Summoning the optimism, idealism and dedication to public service that his family has long stood for, he reminded his audience that, when his brother John called of going to the moon, he didn't say it was too far to get there. "This is what we do," Ted roared. "We reach the moon. We scale the heights. I know it. I've seen it. I've lived it. And we can do it again."
He concluded with an echo of his signature phrase, first uttered 28 years earlier at another Democratic convention: "The work begins anew. The hope rises again. And the dream lives on."
"It kind of felt like this grand finale," his son Patrick said in an interview. "He wanted to . . . demonstrate that this was another epic moment in the history of the country, when there was a real passing of the torch to a new generation."
But it was a different kind of ending for many of those who have been affected by the Kennedys during the 60 years they have reigned as America's royal family. This ending was tinged with sadness, as so many Kennedy endings are, but it was also undergirded by a satisfying sense of completion. Finally, it seemed, the life of one of the sons of Camelot had not been cut short.
With the passing of Ted and Eunice, now only one sister, Jean, survives the eight other brothers and sisters from that towering generation. As their time passes, a six-decade chapter in America's political and cultural history is coming to a close, posing the question: Is the Kennedy story ending as a public saga? If it isn't, who will carry the torch now?
The House of Kennedy was formed at the dinner table. The matriarch, Rose, posted news items on a bulletin board in the kitchen before dinner, and her children were expected to bone up so they could contribute to the conversation. One family friend remembers a map on the dining room wall that Joe Kennedy would unfurl to make geopolitical points to his children.

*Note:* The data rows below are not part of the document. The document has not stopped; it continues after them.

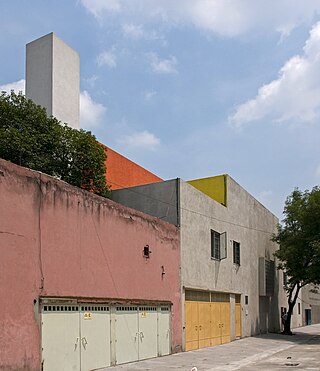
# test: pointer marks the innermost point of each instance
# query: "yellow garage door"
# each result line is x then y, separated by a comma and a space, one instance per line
206, 324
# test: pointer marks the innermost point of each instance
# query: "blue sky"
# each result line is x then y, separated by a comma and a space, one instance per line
190, 88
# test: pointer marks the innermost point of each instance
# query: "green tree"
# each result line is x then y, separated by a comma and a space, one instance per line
29, 138
299, 242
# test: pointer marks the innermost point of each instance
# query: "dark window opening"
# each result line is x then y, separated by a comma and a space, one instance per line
236, 252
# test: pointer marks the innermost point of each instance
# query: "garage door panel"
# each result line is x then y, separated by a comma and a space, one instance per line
204, 328
60, 338
238, 320
225, 322
127, 334
95, 337
191, 325
148, 342
164, 330
215, 324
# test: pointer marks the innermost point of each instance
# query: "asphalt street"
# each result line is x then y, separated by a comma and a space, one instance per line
300, 351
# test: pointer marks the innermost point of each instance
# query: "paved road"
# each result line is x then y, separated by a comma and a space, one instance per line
300, 351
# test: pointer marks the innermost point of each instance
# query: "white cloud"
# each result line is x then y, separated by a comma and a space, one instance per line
98, 7
137, 31
165, 66
148, 95
107, 59
228, 17
17, 86
91, 81
142, 140
294, 96
133, 31
91, 112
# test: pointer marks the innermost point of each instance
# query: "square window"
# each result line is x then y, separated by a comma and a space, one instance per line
218, 245
215, 245
236, 252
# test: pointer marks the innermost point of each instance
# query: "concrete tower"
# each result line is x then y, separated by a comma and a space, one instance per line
53, 78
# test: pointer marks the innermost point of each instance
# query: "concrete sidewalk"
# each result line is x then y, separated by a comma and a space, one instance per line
265, 352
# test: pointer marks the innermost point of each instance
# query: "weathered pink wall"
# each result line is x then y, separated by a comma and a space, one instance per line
57, 240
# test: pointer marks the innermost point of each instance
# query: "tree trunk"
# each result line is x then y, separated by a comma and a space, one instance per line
291, 304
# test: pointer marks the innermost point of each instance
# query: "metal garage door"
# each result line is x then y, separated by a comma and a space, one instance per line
95, 336
164, 332
75, 337
127, 334
136, 332
60, 338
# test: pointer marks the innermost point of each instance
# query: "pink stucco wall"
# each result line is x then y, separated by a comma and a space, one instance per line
57, 240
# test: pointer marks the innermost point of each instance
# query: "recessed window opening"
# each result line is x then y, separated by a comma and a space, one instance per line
236, 252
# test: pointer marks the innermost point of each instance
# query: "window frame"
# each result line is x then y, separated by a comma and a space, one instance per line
215, 245
236, 253
218, 245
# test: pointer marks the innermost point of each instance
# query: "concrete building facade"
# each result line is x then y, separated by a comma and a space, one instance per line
229, 282
85, 282
53, 78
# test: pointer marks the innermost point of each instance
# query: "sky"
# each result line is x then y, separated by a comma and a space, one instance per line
190, 88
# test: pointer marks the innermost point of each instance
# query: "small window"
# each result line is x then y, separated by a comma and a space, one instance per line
215, 245
218, 245
236, 252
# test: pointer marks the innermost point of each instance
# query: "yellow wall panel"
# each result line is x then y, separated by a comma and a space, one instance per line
214, 187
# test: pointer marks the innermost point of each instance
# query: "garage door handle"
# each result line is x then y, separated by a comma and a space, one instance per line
84, 342
76, 343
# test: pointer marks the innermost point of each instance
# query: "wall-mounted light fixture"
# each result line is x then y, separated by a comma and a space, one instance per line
163, 272
146, 252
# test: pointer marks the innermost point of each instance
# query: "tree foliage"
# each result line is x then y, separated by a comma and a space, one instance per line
29, 138
299, 242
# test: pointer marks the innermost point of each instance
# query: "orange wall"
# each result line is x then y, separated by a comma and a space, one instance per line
123, 173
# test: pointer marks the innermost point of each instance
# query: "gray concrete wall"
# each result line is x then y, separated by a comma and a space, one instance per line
53, 78
246, 221
156, 199
39, 62
310, 300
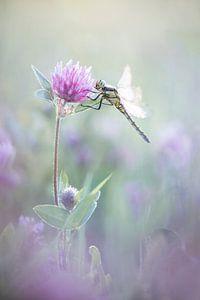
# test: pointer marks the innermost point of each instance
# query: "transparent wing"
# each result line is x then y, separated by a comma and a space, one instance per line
131, 97
126, 78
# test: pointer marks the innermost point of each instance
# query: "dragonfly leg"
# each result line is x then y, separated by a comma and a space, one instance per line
93, 99
93, 106
107, 103
94, 92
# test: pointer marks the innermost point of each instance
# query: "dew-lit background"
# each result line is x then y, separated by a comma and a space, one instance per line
153, 185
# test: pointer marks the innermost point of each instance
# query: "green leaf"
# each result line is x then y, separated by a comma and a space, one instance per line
52, 215
44, 94
82, 212
84, 106
43, 81
80, 195
100, 185
63, 181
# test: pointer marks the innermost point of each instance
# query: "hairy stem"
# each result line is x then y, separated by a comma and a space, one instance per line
55, 167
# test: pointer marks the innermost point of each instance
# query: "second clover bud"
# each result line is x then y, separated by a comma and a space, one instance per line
67, 198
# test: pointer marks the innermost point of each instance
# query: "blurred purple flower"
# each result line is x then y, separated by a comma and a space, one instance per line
82, 151
7, 154
71, 82
175, 146
84, 156
137, 196
72, 139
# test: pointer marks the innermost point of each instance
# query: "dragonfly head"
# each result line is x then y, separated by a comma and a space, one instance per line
100, 84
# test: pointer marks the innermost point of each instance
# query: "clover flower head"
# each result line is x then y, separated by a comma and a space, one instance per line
72, 82
67, 198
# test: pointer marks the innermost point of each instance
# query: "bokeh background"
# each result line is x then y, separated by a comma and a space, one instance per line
153, 185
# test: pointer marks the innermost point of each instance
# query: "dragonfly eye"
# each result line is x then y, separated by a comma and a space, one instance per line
100, 84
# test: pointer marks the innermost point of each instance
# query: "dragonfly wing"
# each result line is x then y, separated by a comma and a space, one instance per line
131, 97
133, 109
126, 78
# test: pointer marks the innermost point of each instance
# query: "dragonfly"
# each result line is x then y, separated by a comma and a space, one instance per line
127, 99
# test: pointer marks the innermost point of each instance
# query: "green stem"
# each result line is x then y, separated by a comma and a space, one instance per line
55, 168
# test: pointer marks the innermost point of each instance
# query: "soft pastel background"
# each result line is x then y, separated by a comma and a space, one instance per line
153, 186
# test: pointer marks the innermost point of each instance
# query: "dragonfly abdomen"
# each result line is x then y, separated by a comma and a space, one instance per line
121, 108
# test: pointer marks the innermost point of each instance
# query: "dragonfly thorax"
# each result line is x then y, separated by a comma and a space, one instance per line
100, 84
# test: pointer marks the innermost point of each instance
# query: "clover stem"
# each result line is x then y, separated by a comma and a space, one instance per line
55, 167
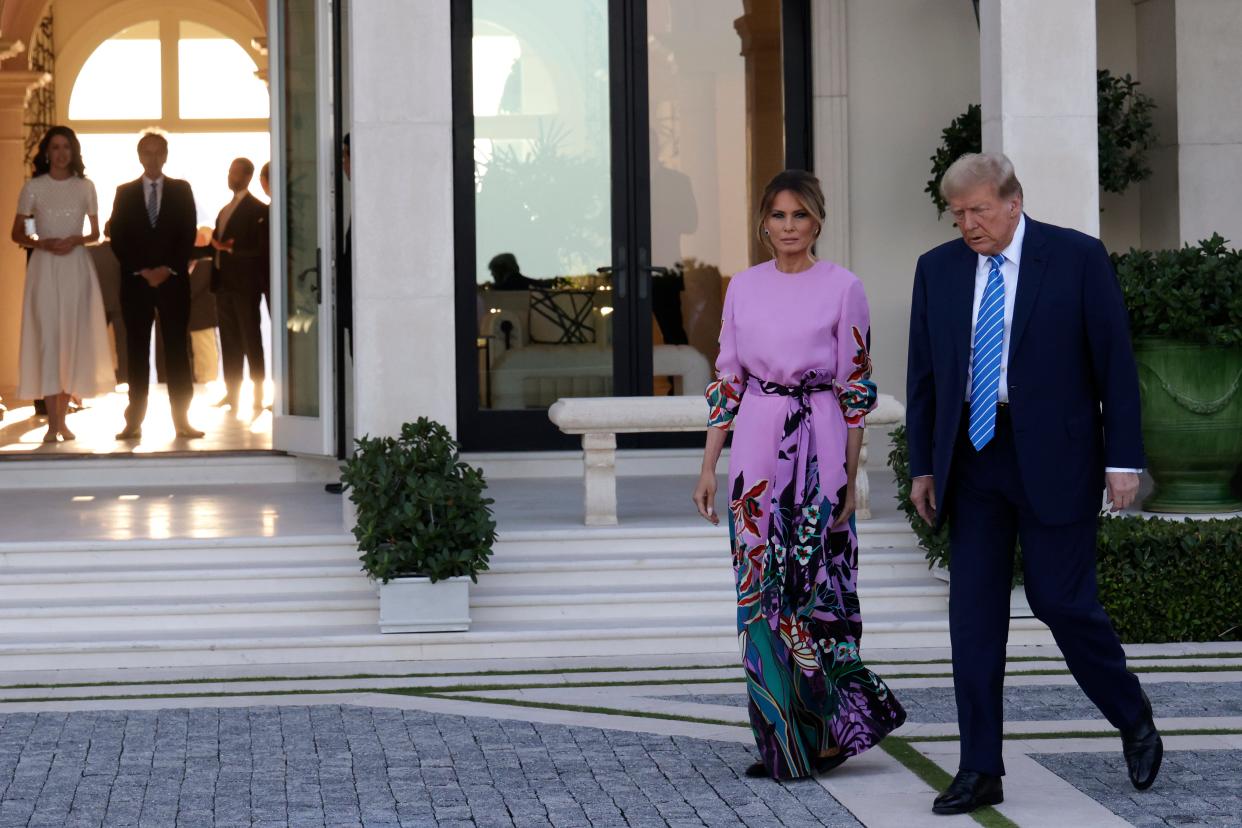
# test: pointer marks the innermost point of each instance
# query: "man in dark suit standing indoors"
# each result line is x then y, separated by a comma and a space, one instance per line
153, 229
239, 279
1022, 405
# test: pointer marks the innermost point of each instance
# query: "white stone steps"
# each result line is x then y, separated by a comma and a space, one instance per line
210, 646
663, 600
872, 534
135, 615
121, 582
206, 551
222, 468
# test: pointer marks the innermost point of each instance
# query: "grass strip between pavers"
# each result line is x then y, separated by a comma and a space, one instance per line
407, 690
1089, 734
373, 675
580, 708
570, 670
938, 778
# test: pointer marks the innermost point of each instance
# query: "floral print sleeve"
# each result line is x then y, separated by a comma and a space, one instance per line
724, 392
855, 387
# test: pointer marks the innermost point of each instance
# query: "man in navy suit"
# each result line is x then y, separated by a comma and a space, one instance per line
1022, 405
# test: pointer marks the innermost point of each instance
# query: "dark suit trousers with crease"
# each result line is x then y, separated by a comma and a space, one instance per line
139, 302
989, 512
240, 337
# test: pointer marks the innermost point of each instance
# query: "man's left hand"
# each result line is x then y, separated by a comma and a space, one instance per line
847, 508
157, 276
1122, 489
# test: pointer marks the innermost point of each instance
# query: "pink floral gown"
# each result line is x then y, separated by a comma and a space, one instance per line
794, 376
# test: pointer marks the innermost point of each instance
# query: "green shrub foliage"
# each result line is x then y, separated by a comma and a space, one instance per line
421, 510
1168, 580
1194, 293
934, 541
1159, 580
965, 134
1124, 135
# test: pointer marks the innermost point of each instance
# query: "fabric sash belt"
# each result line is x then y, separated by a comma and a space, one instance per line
795, 468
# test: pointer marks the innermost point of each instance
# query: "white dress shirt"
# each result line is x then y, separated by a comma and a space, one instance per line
224, 217
1012, 255
1009, 273
159, 191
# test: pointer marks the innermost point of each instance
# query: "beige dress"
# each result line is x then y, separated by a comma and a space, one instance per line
63, 332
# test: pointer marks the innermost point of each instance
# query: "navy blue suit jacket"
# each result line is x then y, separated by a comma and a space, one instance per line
1073, 387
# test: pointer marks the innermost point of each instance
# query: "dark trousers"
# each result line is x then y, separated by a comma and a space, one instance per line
989, 510
240, 338
139, 302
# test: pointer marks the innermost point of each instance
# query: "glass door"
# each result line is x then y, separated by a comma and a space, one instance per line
303, 150
609, 157
716, 119
537, 268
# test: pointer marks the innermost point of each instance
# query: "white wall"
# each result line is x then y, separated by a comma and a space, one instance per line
403, 227
913, 66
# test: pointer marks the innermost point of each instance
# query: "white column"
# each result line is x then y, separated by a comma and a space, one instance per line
831, 113
1037, 77
403, 206
14, 86
1190, 63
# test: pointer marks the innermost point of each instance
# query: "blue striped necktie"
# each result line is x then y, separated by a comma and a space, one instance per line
985, 369
152, 205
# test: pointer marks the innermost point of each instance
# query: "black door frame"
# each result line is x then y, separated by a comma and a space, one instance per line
487, 430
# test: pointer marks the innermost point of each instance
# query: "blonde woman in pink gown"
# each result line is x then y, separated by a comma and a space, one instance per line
794, 384
63, 333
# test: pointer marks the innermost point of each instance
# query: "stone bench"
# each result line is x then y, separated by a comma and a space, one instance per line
599, 420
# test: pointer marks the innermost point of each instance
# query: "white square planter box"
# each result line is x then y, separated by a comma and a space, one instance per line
419, 606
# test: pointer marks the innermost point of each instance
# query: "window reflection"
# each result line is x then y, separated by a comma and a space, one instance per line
543, 201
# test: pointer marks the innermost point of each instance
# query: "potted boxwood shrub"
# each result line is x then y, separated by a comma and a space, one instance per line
1186, 323
935, 541
424, 528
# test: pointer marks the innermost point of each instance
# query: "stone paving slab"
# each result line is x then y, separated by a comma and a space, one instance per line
1062, 703
343, 765
1201, 787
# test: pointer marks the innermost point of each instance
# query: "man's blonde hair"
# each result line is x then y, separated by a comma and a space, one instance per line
973, 169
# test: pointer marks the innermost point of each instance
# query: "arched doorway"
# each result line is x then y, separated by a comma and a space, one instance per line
196, 71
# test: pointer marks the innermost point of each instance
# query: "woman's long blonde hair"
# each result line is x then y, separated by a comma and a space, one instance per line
805, 188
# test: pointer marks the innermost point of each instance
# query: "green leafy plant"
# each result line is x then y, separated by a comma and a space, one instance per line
1192, 293
1125, 133
1168, 580
933, 541
421, 509
965, 134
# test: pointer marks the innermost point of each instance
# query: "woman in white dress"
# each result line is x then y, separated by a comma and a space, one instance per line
63, 333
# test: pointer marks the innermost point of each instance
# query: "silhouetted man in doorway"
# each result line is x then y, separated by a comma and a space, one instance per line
240, 243
153, 229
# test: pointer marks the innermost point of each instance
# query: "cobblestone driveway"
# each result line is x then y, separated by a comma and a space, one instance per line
332, 765
1047, 703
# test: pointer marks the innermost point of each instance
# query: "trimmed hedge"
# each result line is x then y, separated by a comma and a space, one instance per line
1166, 580
933, 541
1159, 580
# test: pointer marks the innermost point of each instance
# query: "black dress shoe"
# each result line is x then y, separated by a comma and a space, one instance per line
968, 791
1143, 749
825, 764
758, 771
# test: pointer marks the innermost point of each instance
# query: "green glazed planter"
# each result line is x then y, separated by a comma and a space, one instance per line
1191, 423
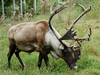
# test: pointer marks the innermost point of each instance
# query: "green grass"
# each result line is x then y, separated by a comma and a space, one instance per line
89, 64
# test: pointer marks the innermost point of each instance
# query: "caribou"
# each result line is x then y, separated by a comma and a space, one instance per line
42, 37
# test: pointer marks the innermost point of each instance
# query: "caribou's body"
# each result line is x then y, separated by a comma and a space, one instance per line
42, 37
34, 36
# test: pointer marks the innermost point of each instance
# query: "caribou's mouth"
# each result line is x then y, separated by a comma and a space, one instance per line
72, 67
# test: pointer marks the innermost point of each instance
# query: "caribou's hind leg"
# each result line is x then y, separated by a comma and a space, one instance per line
20, 60
12, 48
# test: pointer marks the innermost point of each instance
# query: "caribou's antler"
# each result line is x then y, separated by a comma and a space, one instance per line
70, 35
57, 10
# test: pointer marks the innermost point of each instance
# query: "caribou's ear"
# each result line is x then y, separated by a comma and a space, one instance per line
61, 47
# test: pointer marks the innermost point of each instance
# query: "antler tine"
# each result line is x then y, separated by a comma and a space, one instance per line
86, 38
70, 34
52, 7
84, 12
57, 10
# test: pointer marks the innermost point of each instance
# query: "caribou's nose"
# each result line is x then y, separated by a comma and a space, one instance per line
72, 67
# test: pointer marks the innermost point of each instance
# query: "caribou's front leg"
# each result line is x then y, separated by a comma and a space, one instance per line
17, 55
41, 56
40, 60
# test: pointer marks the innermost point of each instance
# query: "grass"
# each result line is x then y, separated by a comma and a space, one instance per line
89, 64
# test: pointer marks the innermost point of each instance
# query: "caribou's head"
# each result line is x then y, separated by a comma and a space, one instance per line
70, 52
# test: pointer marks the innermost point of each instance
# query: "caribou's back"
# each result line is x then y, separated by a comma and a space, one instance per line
29, 36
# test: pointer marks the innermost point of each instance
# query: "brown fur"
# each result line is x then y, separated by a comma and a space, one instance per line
27, 34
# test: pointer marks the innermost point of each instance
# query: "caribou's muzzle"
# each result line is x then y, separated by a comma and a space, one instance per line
73, 67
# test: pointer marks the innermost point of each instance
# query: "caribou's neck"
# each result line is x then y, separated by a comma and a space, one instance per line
52, 41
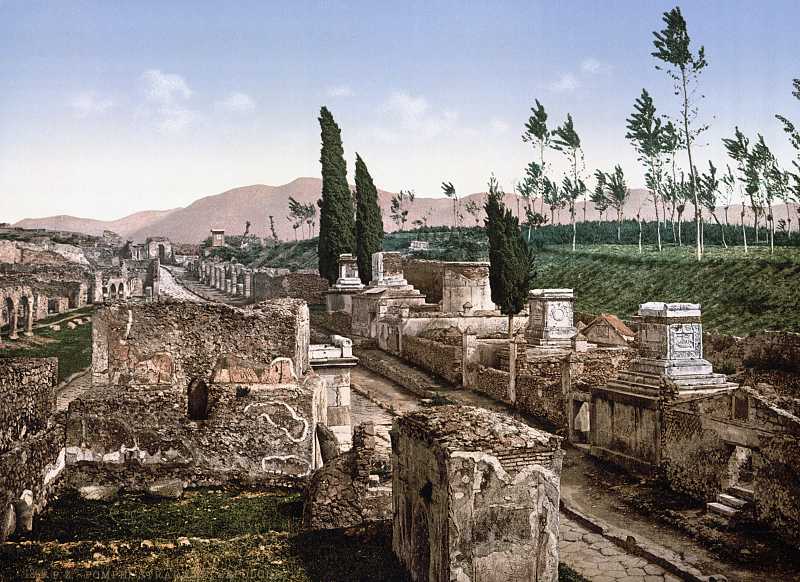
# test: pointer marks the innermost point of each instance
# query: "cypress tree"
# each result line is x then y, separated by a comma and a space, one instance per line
369, 221
510, 259
336, 232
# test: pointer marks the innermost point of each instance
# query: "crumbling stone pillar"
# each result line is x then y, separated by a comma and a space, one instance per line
476, 497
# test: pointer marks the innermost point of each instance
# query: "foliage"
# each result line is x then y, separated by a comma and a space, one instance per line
72, 347
673, 48
510, 259
369, 222
400, 205
336, 226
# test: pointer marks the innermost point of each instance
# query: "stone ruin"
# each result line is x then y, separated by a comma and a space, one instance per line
626, 422
352, 489
476, 496
551, 324
339, 296
332, 362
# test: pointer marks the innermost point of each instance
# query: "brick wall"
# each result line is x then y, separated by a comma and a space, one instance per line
308, 286
437, 357
27, 395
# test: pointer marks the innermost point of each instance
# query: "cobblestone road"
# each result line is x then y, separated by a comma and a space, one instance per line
597, 559
169, 287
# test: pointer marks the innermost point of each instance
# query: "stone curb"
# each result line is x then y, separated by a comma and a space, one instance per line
72, 377
641, 547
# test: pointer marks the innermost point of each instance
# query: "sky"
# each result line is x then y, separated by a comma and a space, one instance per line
108, 108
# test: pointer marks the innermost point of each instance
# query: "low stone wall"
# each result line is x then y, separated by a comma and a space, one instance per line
352, 489
765, 351
31, 439
173, 342
27, 397
436, 357
308, 286
253, 432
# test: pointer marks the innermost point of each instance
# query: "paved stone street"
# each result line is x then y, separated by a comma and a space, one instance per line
599, 560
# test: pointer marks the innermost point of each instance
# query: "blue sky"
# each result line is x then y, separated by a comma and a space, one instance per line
108, 108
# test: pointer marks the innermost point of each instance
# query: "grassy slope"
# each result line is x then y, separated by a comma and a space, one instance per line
233, 535
72, 347
739, 293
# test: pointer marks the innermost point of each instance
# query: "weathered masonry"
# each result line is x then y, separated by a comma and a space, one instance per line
476, 497
31, 440
204, 393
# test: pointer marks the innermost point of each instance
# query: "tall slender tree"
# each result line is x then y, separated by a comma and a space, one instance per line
567, 141
510, 258
369, 221
538, 135
646, 134
672, 47
336, 225
616, 193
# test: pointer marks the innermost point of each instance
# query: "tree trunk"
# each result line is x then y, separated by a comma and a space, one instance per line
744, 233
721, 228
639, 220
574, 230
692, 177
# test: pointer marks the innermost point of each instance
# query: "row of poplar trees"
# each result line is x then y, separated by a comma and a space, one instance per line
349, 222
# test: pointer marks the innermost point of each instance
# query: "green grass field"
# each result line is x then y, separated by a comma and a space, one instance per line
739, 293
72, 347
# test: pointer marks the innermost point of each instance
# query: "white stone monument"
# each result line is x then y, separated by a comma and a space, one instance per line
551, 319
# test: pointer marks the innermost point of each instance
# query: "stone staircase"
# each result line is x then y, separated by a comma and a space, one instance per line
730, 504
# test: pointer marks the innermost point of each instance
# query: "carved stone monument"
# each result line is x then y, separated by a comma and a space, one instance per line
627, 413
551, 320
339, 296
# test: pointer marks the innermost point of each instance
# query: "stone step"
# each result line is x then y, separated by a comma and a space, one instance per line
741, 492
731, 501
722, 509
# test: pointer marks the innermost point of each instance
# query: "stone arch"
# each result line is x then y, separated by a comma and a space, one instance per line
10, 312
25, 317
197, 401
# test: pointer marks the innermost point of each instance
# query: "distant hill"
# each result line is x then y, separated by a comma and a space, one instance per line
230, 210
122, 226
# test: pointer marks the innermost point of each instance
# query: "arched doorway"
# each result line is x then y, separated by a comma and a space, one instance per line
25, 317
197, 401
10, 317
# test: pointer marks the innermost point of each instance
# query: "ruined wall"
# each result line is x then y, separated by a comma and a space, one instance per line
426, 276
439, 358
308, 286
31, 437
254, 432
352, 489
174, 342
476, 497
776, 488
27, 396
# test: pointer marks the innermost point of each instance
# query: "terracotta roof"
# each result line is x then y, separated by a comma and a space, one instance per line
616, 323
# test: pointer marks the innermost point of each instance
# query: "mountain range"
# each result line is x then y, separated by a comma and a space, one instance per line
230, 210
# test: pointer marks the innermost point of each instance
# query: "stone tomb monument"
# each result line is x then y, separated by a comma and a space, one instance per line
627, 413
340, 296
551, 319
333, 362
476, 496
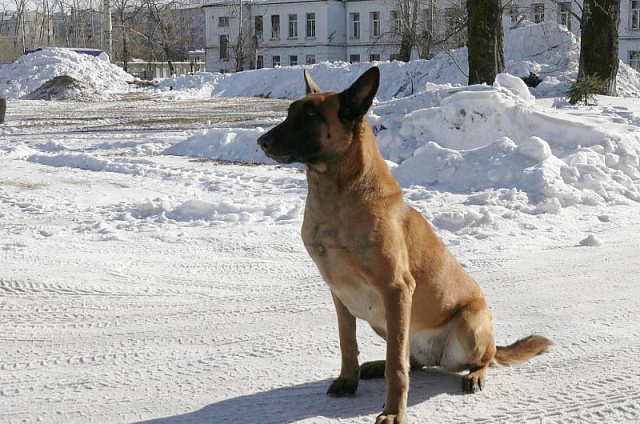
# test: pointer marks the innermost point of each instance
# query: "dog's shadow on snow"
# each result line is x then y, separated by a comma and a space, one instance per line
295, 403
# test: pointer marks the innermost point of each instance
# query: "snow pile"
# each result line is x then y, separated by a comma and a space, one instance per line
494, 144
31, 71
490, 140
234, 145
65, 87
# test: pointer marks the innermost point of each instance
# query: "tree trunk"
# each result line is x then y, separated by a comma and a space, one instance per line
599, 42
485, 41
406, 45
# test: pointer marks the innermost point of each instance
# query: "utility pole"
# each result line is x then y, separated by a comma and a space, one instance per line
107, 27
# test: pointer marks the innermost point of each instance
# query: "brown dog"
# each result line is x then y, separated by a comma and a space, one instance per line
380, 258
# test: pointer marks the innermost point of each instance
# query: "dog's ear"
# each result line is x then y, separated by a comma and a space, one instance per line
356, 100
312, 87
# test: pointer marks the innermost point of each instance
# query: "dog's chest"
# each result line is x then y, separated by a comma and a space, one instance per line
338, 259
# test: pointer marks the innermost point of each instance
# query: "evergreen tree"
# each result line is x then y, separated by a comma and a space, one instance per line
599, 43
485, 40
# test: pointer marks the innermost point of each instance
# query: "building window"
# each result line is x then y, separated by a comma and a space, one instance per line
258, 27
224, 47
538, 12
293, 26
396, 22
564, 14
376, 29
275, 27
634, 60
513, 11
355, 25
311, 25
635, 14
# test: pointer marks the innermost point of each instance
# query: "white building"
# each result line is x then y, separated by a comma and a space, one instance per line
293, 32
569, 12
285, 32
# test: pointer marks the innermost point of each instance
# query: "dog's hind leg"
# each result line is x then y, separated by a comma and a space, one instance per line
397, 302
347, 382
471, 345
375, 369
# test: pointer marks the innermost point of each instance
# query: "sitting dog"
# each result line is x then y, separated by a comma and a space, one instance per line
381, 259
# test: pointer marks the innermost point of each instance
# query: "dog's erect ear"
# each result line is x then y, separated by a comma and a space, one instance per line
312, 87
356, 100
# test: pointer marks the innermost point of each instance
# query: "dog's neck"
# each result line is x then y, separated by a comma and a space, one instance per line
359, 170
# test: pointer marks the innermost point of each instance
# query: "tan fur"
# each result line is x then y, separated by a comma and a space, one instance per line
384, 264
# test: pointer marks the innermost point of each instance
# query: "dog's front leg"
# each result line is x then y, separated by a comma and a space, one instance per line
397, 303
347, 383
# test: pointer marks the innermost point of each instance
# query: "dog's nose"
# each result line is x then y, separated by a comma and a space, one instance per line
265, 141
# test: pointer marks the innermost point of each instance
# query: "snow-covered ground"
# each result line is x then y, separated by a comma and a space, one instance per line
144, 280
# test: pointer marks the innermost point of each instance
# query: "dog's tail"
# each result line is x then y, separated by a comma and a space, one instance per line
522, 350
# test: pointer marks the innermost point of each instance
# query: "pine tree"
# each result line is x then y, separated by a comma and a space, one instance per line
599, 43
485, 40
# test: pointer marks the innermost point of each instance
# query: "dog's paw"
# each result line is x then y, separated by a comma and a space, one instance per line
472, 383
341, 387
390, 419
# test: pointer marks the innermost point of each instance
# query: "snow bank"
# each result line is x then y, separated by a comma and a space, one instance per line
494, 144
31, 71
234, 145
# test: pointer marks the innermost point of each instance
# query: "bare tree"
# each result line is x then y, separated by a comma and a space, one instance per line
425, 26
20, 30
127, 13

Mealtime was lesson time, and the nine siblings all defined their roles within the family hierarchy. It was also where their competitive instincts were sharpened, their rivalries worked out and the ties that bound them were tightened nightly.
Charles Spalding, a friend of John's, summed up the nine this way: "You watched these people go through their lives and just had a feeling that they existed outside the usual laws of nature; that there was no other group so handsome, so engaged. There was endless action . . . endless talk . . . endless competition. . . . It was as simple as this: The Kennedys had a feeling of being heightened, and it rubbed off on people who came into contact with them."